È ancora presto per disegnare i confini del fenomeno dell’hacktivism, ma ciò non toglie che le organizzazioni nazionali e sopranazionali non abbiano cominciato a darsi da fare per fronteggiarlo . Preoccupata per le conseguenze e l’estensione dell’attacco DDoS nei confronti dell’Estonia, la NATO ha aperto il primo centro di cyber-difesa del Vecchio Continente proprio nel paese baltico.
Negli USA la pensano ancora più in grande, cominciando a parlare di Manhattan Project della sicurezza IT e botnet di stato per contrastare quelle dei “bravi ragazzi” russi, cinesi, islamici o di qualunque altro colore o bandiera essi si ammantino. Barack Obama, il candidato repubblicano alla presidenza USA che parla agli elettori attraverso YouTube ha fatto presente senza mezzi termini che, una volta divenuto presidente della iperpotenza, farà in modo che la cyber-sicurezza sia “la principale priorità del 21esimo secolo”. Una volontà che al momento non è particolarmente ricca di dettagli, in realtà, ma alla cui base dovrebbe esservi la partecipazione di “governo, industria e accademia per determinare i migliori sistemi di difesa delle infrastrutture”.

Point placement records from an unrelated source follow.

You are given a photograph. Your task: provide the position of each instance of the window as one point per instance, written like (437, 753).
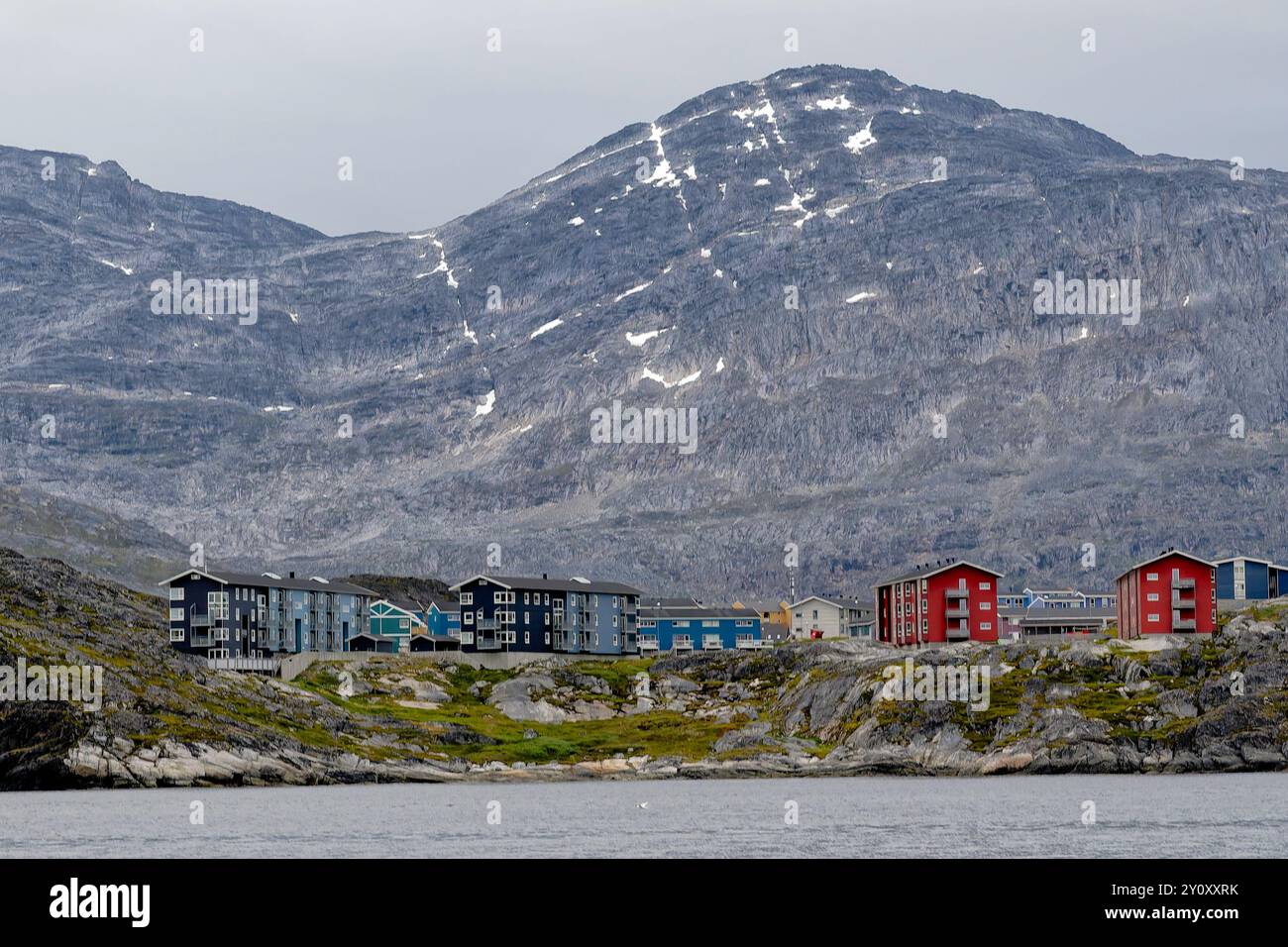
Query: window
(217, 605)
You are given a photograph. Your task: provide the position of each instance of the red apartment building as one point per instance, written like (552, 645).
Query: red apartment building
(953, 600)
(1173, 592)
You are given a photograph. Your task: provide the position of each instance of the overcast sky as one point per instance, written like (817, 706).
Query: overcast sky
(438, 127)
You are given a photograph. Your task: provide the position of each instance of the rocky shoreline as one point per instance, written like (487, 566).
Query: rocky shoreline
(802, 709)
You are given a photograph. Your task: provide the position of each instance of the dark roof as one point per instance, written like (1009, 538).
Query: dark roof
(774, 629)
(930, 570)
(258, 579)
(1164, 554)
(406, 604)
(443, 603)
(863, 604)
(1057, 616)
(555, 583)
(688, 608)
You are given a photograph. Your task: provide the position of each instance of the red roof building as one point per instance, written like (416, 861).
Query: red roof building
(953, 600)
(1173, 592)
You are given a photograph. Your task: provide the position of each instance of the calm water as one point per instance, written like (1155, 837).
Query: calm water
(1136, 815)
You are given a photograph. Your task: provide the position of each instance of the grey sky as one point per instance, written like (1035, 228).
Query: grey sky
(438, 127)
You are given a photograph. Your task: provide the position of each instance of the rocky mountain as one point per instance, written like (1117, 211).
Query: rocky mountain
(828, 265)
(161, 718)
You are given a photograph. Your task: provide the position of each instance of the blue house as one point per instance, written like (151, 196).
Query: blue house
(219, 613)
(443, 617)
(575, 616)
(686, 624)
(1241, 578)
(393, 622)
(1057, 599)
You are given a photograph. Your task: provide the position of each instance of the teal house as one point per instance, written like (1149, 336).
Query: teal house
(390, 628)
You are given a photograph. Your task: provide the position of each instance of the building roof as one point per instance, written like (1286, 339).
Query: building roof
(1164, 554)
(836, 602)
(1247, 558)
(1057, 616)
(690, 608)
(544, 583)
(774, 629)
(445, 604)
(926, 571)
(406, 604)
(763, 604)
(270, 579)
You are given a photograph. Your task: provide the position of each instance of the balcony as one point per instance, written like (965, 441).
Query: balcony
(259, 665)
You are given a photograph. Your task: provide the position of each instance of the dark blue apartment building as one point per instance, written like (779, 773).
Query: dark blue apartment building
(686, 624)
(219, 613)
(574, 616)
(1240, 578)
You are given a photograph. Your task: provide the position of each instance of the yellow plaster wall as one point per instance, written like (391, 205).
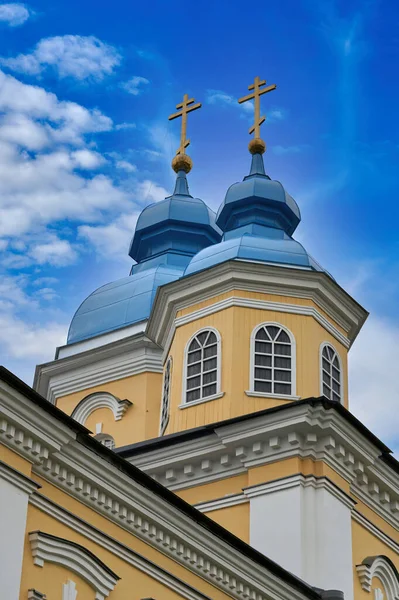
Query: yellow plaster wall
(141, 420)
(235, 326)
(366, 544)
(38, 520)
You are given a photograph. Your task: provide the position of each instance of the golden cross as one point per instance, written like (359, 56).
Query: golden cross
(256, 94)
(185, 107)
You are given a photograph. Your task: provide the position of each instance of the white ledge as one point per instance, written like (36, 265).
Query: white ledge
(270, 395)
(201, 400)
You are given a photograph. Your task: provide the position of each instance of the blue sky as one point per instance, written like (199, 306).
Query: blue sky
(85, 91)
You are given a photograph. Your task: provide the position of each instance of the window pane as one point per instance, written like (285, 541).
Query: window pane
(336, 387)
(272, 331)
(282, 375)
(194, 356)
(261, 335)
(263, 360)
(209, 390)
(282, 388)
(263, 373)
(209, 377)
(263, 386)
(194, 369)
(194, 395)
(210, 364)
(264, 347)
(283, 337)
(193, 382)
(285, 363)
(210, 351)
(211, 339)
(283, 349)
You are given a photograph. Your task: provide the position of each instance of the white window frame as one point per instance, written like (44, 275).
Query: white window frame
(218, 393)
(251, 391)
(341, 379)
(162, 427)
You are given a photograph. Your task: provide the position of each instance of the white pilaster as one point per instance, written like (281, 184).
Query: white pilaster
(15, 489)
(304, 524)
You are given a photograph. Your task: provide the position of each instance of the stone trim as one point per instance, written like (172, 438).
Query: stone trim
(100, 400)
(49, 548)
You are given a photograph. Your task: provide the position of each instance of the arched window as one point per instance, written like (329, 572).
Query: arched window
(273, 359)
(165, 397)
(106, 440)
(331, 373)
(202, 366)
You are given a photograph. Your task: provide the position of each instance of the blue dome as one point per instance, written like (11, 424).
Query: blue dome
(258, 218)
(121, 303)
(180, 225)
(255, 249)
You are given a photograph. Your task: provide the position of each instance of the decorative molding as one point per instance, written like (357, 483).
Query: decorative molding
(98, 400)
(18, 479)
(69, 591)
(269, 395)
(201, 400)
(302, 431)
(76, 558)
(385, 570)
(375, 531)
(116, 548)
(35, 595)
(255, 277)
(123, 358)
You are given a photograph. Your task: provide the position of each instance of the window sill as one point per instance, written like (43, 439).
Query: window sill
(270, 395)
(201, 401)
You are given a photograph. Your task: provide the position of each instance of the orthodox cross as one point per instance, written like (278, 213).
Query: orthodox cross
(256, 94)
(186, 106)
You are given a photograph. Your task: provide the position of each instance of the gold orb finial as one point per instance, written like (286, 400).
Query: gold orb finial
(182, 162)
(257, 146)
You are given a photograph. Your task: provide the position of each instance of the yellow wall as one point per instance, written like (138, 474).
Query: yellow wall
(235, 326)
(141, 420)
(365, 544)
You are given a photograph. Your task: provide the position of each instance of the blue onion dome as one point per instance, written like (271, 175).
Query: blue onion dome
(258, 218)
(168, 234)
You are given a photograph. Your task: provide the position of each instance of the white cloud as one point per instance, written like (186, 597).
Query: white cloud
(134, 85)
(373, 380)
(55, 252)
(70, 56)
(14, 14)
(111, 240)
(125, 166)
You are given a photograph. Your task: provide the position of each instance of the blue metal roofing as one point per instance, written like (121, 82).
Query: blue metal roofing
(256, 249)
(121, 303)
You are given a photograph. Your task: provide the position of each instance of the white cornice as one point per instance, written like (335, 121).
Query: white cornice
(49, 548)
(117, 548)
(106, 489)
(18, 479)
(100, 400)
(383, 537)
(303, 431)
(120, 359)
(268, 279)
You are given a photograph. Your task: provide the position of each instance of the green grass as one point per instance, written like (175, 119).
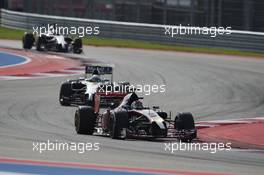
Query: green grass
(15, 34)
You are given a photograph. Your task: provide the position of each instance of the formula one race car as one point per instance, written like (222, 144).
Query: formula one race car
(83, 91)
(51, 41)
(131, 119)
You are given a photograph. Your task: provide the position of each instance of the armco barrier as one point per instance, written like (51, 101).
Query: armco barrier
(242, 40)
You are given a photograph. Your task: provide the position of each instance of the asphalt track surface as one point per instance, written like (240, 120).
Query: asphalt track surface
(211, 87)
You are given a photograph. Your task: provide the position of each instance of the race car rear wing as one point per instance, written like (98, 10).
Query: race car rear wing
(102, 69)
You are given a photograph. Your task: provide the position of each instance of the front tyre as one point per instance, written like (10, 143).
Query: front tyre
(77, 46)
(28, 40)
(84, 120)
(184, 124)
(65, 94)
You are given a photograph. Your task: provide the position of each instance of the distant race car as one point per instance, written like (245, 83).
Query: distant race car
(52, 42)
(131, 119)
(98, 82)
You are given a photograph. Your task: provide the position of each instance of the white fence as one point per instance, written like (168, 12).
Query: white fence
(242, 40)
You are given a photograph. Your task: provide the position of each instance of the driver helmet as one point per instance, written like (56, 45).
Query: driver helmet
(95, 78)
(95, 72)
(137, 105)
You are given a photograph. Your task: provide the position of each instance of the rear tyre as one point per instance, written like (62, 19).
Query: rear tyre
(28, 40)
(65, 94)
(185, 122)
(41, 43)
(84, 120)
(118, 123)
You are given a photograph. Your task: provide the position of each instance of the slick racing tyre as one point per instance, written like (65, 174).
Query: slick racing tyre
(41, 43)
(84, 120)
(65, 94)
(185, 122)
(163, 115)
(28, 40)
(77, 45)
(118, 123)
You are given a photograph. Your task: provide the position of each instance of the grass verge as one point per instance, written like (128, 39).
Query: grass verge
(14, 34)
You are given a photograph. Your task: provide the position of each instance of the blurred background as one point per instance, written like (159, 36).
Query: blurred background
(240, 14)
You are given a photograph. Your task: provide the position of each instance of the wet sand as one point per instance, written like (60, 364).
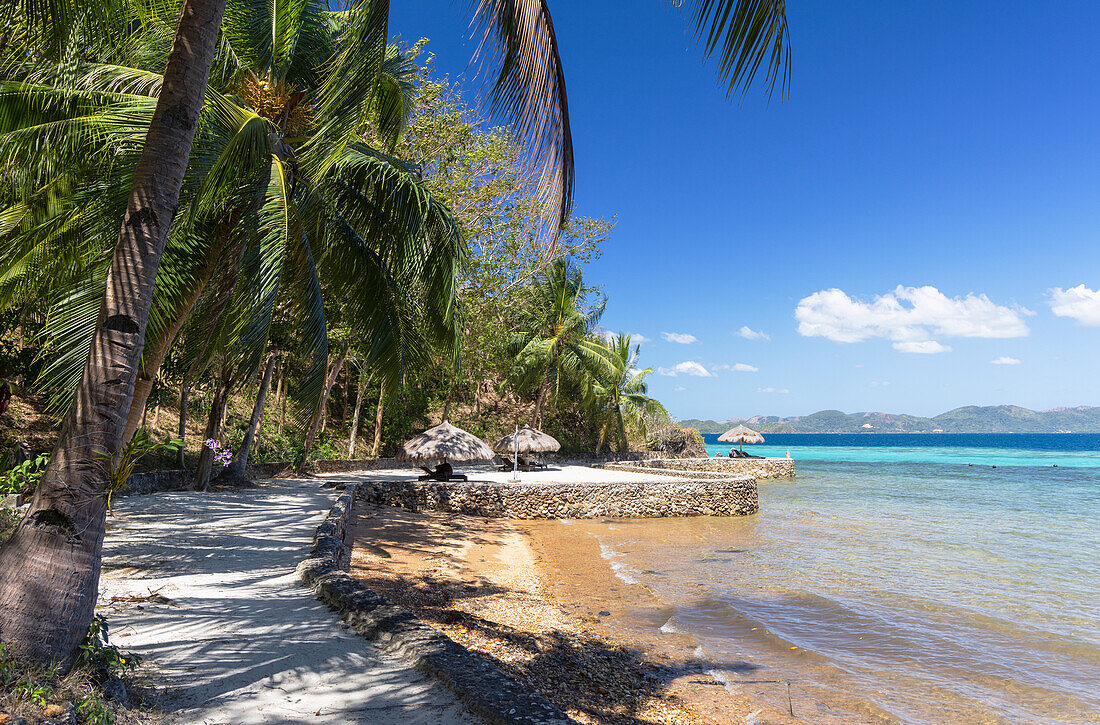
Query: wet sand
(539, 599)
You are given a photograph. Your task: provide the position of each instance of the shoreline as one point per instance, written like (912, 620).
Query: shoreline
(543, 604)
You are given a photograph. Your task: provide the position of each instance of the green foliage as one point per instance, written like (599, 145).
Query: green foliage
(96, 651)
(24, 476)
(23, 685)
(140, 446)
(92, 711)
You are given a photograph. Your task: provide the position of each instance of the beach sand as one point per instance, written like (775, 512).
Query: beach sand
(539, 599)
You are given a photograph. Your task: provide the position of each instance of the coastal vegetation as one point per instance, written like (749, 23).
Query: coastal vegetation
(194, 193)
(967, 419)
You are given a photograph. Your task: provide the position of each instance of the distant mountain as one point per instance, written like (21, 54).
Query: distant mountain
(968, 419)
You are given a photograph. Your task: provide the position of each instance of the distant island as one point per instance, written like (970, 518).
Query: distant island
(967, 419)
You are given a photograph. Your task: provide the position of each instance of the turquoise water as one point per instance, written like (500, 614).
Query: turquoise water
(1064, 450)
(897, 583)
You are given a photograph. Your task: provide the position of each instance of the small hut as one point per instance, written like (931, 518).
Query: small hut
(526, 440)
(740, 435)
(444, 442)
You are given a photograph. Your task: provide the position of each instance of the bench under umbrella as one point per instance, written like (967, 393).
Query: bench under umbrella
(526, 440)
(444, 442)
(740, 435)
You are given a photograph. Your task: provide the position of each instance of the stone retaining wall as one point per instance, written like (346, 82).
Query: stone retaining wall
(758, 468)
(475, 680)
(629, 500)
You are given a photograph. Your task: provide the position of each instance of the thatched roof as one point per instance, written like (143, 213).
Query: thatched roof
(444, 441)
(740, 435)
(530, 441)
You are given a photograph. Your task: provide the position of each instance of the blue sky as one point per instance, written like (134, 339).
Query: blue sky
(936, 163)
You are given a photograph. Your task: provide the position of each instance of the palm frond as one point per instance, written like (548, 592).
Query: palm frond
(745, 33)
(529, 90)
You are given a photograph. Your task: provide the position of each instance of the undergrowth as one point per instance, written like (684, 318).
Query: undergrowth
(36, 692)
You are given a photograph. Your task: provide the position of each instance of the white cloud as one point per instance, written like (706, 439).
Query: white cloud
(686, 368)
(1078, 303)
(909, 317)
(738, 368)
(922, 348)
(749, 333)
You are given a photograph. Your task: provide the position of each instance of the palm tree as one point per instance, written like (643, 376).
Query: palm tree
(297, 204)
(51, 564)
(617, 392)
(552, 342)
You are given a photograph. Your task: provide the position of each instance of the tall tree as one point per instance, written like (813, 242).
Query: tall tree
(553, 342)
(617, 392)
(50, 568)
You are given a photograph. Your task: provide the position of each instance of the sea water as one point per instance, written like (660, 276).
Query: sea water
(898, 579)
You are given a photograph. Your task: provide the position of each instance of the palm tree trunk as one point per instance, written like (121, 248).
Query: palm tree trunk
(202, 471)
(281, 394)
(360, 383)
(377, 424)
(320, 412)
(543, 391)
(185, 392)
(238, 470)
(50, 568)
(156, 350)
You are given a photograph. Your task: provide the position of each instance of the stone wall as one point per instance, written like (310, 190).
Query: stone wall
(629, 500)
(758, 468)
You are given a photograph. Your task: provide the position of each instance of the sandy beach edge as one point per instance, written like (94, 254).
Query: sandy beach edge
(549, 608)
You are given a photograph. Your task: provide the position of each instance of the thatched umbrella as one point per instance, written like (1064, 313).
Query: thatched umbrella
(527, 440)
(447, 442)
(740, 435)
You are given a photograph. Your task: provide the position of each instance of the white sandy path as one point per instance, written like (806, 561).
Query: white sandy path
(248, 644)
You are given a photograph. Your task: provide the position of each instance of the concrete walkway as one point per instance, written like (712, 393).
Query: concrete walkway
(235, 638)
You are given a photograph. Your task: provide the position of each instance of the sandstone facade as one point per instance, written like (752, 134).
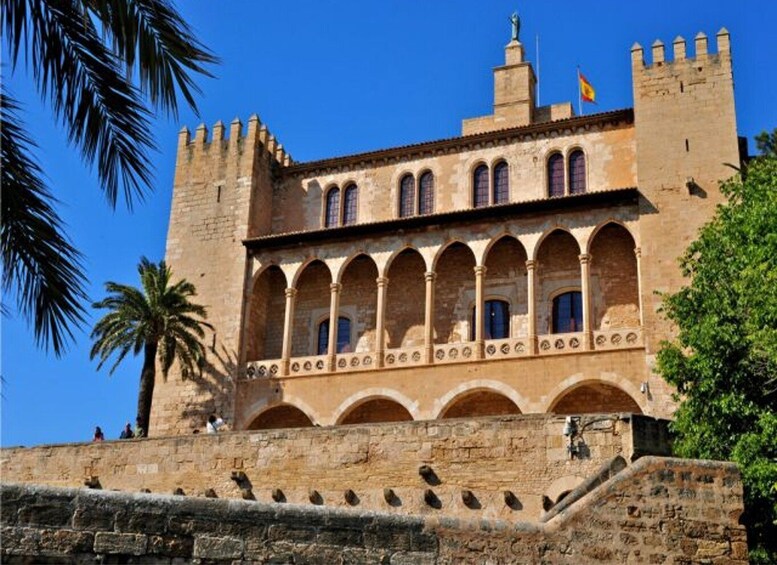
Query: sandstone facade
(511, 270)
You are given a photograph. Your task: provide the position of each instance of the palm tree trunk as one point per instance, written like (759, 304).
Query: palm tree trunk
(146, 392)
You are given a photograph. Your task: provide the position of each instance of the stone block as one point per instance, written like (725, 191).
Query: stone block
(122, 544)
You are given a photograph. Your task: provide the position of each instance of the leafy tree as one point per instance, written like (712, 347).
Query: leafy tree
(103, 66)
(159, 319)
(724, 359)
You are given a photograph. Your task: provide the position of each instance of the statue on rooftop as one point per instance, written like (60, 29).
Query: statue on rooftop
(516, 22)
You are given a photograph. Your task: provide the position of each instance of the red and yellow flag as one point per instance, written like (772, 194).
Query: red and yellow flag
(587, 92)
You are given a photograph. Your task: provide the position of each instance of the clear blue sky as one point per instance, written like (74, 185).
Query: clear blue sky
(332, 78)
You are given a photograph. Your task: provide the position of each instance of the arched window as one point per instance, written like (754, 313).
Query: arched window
(480, 187)
(426, 193)
(501, 183)
(350, 205)
(496, 320)
(556, 175)
(577, 172)
(568, 312)
(406, 196)
(343, 336)
(332, 207)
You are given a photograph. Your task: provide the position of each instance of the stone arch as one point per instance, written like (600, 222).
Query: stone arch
(614, 278)
(280, 416)
(267, 301)
(358, 300)
(405, 296)
(378, 404)
(312, 303)
(443, 405)
(562, 486)
(454, 293)
(558, 267)
(594, 396)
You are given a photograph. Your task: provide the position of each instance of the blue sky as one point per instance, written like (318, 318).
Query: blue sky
(333, 78)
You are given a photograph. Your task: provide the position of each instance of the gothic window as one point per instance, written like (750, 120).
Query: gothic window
(350, 205)
(568, 312)
(343, 336)
(480, 187)
(406, 196)
(577, 172)
(556, 175)
(332, 208)
(496, 320)
(426, 193)
(501, 183)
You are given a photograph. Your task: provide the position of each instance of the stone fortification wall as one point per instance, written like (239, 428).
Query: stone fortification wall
(656, 511)
(526, 456)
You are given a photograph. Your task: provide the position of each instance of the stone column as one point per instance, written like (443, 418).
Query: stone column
(531, 304)
(380, 321)
(585, 289)
(429, 277)
(480, 275)
(334, 315)
(638, 255)
(288, 324)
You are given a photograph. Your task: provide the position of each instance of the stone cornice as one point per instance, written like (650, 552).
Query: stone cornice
(459, 143)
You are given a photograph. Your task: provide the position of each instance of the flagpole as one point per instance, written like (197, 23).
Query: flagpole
(579, 93)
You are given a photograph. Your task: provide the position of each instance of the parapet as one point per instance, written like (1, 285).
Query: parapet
(679, 49)
(257, 136)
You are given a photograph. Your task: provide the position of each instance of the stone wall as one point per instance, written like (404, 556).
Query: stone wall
(526, 455)
(656, 511)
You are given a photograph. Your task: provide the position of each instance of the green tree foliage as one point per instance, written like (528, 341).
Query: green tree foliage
(158, 320)
(103, 66)
(724, 359)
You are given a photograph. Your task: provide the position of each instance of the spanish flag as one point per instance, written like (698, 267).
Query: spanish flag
(587, 92)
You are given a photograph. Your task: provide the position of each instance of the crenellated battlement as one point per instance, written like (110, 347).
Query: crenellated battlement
(257, 135)
(680, 50)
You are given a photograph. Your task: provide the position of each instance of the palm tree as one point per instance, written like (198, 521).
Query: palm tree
(103, 66)
(159, 320)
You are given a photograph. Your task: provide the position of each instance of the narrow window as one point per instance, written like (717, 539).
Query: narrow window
(577, 172)
(568, 312)
(480, 186)
(426, 193)
(556, 175)
(351, 198)
(501, 183)
(343, 336)
(407, 196)
(332, 207)
(496, 320)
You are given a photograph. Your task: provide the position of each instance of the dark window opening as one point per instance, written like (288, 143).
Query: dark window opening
(496, 320)
(556, 175)
(407, 196)
(480, 196)
(343, 336)
(350, 208)
(568, 312)
(577, 172)
(332, 207)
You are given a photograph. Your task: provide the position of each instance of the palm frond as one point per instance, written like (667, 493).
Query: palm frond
(38, 260)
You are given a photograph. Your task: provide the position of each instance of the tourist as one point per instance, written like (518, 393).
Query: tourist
(214, 423)
(127, 432)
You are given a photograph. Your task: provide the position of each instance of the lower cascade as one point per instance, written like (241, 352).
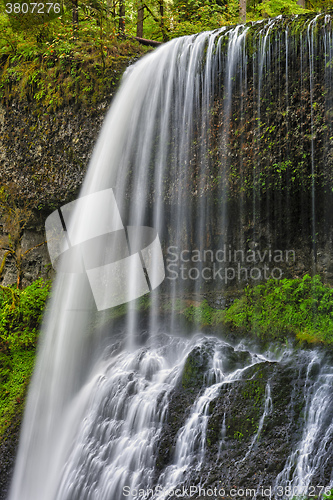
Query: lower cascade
(132, 402)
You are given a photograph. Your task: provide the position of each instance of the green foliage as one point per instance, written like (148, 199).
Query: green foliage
(272, 8)
(201, 314)
(20, 321)
(277, 308)
(15, 371)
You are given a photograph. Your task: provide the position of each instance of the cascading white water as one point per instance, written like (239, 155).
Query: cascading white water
(102, 389)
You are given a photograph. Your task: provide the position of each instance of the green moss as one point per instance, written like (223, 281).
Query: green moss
(12, 391)
(273, 310)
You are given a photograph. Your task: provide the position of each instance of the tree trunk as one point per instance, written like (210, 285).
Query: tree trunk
(242, 10)
(121, 18)
(139, 24)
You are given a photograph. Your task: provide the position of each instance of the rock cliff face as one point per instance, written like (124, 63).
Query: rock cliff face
(45, 156)
(266, 426)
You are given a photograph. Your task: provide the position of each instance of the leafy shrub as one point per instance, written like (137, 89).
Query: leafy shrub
(20, 318)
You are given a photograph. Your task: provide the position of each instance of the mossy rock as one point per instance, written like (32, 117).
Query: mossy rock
(5, 368)
(195, 367)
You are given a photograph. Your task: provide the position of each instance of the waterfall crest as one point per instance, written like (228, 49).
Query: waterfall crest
(175, 149)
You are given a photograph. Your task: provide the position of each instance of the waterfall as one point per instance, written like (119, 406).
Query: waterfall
(200, 145)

Qualcuno prospetta dunque una continuità tra la politica di George Bush, acceso sostenitore dell’ immunità per le società di telecomunicazioni USA che in passato hanno collaborato con NSA & Co. per mettere sotto stretto controllo le comunicazioni dell’intera popolazione americana. È presto per dirlo, probabilmente, quel che è certo è che, tra tutte le ipotesi messe in campo, nessuna offre al momento garanzie sulla possibilità di un contrasto efficace al fenomeno montante e multiforme della guerriglia cyber.
Botnet militari gestite da centri di comando speciali, o persino dall’Air Force One, l’aereo presidenziale? Una misura sostanzialmente inutile, ha detto Jose Nazario intervenendo all’ Usenix Security Symposium di San Jose, California. I modi con cui i cyber-attivisti possono celare le proprie tracce sono tanti e variegati, e “le soluzioni di difesa proattiva non sono in genere realmente fattibili”. La partita si giocherà, conclude l’esperto, sulla capacità di rispondere in tempo alle minacce , sulla riduzione dei tempi di reazione e “nel minimizzare i danni esterni”.
Il prossimo evento che, con tutta probabilità, farà da catalizzatore del cyber-attivismo saranno le Olimpiadi di Pechino al via l’8 di agosto. Il MinCulPop cinese già promette che nulla dovrà turbare il sereno svolgimento dei Giochi fuori e dentro la Rete, ma c’è da scommettere sul fatto che qualcuno ci proverà lo stesso, a sfruttare la visibilità unica di un evento per molti versi storico , per far valere le proprie ragioni o far sentire la propria presenza ai media e all’intera popolazione mondiale.